A restrição tributária dura por 2 anos, sendo que, nesse período, o veículo não pode ser negociado.

A melhor maneira de evitar problemas com restrições é verificar o histórico do veículo junto ao departamento de trânsito do seu estado antes de fechar qualquer negócio.

3. Preencha corretamente o CRV

Com a venda realizada, é preciso ficar atento ao correto preenchimento do CRV (Certificado de Registro do Veículo). Lembrando que esse documento, que vem junto com a CRLV, não é de porte obrigatório e deve ser guardado em local seguro para a hora da negociação.
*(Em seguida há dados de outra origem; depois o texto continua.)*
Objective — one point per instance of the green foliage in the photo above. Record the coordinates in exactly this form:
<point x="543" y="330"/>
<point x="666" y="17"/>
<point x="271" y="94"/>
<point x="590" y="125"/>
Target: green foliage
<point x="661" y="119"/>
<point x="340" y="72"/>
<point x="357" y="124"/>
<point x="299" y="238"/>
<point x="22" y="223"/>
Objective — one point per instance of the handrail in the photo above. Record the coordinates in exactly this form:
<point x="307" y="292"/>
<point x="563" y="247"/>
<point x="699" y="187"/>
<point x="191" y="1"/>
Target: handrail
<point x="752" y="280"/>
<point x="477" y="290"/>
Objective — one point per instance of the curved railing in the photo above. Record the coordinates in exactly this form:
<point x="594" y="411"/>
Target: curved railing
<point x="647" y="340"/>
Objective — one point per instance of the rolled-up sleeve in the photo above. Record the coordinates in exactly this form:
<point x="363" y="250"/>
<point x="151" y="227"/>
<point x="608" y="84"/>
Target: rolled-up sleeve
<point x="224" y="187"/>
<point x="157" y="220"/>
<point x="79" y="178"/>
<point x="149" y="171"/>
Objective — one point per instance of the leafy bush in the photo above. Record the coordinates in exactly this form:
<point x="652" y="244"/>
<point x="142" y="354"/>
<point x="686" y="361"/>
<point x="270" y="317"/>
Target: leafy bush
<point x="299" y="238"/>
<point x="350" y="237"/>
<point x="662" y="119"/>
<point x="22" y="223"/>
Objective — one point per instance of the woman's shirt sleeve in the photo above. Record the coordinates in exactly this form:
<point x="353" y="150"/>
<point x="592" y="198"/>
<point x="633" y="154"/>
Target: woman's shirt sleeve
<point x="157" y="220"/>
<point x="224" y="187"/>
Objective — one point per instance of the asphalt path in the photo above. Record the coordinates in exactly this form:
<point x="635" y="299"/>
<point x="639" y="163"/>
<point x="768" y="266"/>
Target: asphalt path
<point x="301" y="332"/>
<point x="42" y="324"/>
O prazo de 30 dias para o que o novo proprietário conclua a transferência junto ao departamento de trânsito começa a contar a partir da data de venda informada nesse documento.

Caso contrário, o antigo proprietário poderá solicitar sua inclusão no cadastro de veículos com restrição administrativa, como já vimos anteriormente.

4. Guarde cópias e comprovantes

Para se resguardar de qualquer problema após a venda, a dica é guardar cópias de todos os documentos envolvidos na transação, bem como comprovantes de pagamento. Também é possível informar a venda ao departamento de trânsito.

Afinal, caso o comprador não providencie a transferência, eventuais multas podem acabar chegando ao antigo proprietário. Portanto, tomar esse cuidado é fundamental para que a venda do veículo não seja sinônimo de dor de cabeça.

5. Analise a autenticidade da documentação

Por fim, é preciso se certificar de que os documentos do veículo são autênticos. Isso porque, infelizmente, existem casos em que veículos roubados são colocados de volta no mercado por meio de adulterações.

Dessa forma, em um primeiro momento pode parecer não haver nenhuma irregularidade. No entanto, essa situação pode resultar em problemas gravíssimos se detectado pela fiscalização de trânsito.

Por isso, é importante verificar se o número do chassi corresponde ao apresentado no documento, analisar se a cédula não apresenta algum tipo de rasura ou se o lacre de segurança da placa está violado. Se tiver qualquer desconfiança, o melhor é solicitar uma vistoria para garantir que o negócio não se transforme em uma verdadeira armadilha.